AVH has a Serious Adverse Events Policy that directs how serious events are investigated and managed along with a disclosure policy that outlines how communications are completed to those impacted, patients/families, including DHW and public.
There is a wide range of adverse events that are tracked. Those that cause no harm are often called near misses or good catches. All events are considered when planning for quality improvement in the health system.
There is presently no standardized severity rating or categorization of patient safety events in the health system, which complicates the ability to aggregate or compare data beyond the local level.
|Fiscal Year||# of events||# of serious events|
|2011-2012||19,313||3% = 579 patients|
|2012-2013||19,752||3% = 579 patients|
Comments from Capital Health Spokeswoman Margaret Angus:
Most of the events reported (97 per cent) at Capital Health are in the categories of near miss/no harm or minimal harm categories. We require and receive reporting even on near misses - i.e., where an action could have resulted in harm for the patient but did not because some system or process intervened and prevented the error from reaching the patient. No harm also means the error has been caught before reaching the patient.

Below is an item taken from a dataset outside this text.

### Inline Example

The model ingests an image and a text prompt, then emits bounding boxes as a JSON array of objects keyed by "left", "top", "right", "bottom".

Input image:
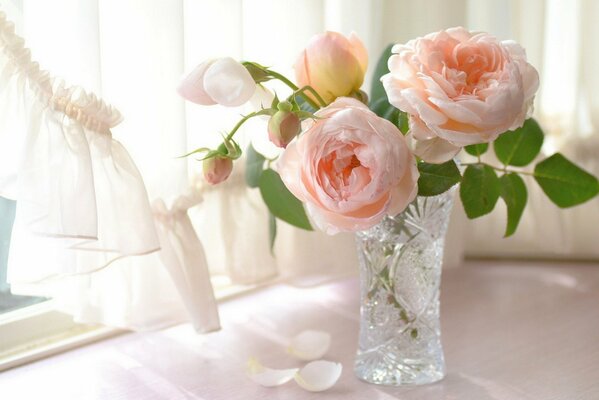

An example of minimal harm would be that a blood sample came to the lab with not enough blood in the vial, so the sample has to be retaken. The minimal harm is that another blood sample has to be taken from the patient.
Of note: the goal of a patient safety reporting system is to increase reporting so that all patient safety incidents are known and are reviewed so that we can improve patient safety and quality and help to prevent future error. We have intentionally made our reporting system anonymous so that we can increase reporting. Increased reporting is an indication of a positive patient safety culture.
We cannot say how our numbers compare to others because there is such variation in how reporting is managed.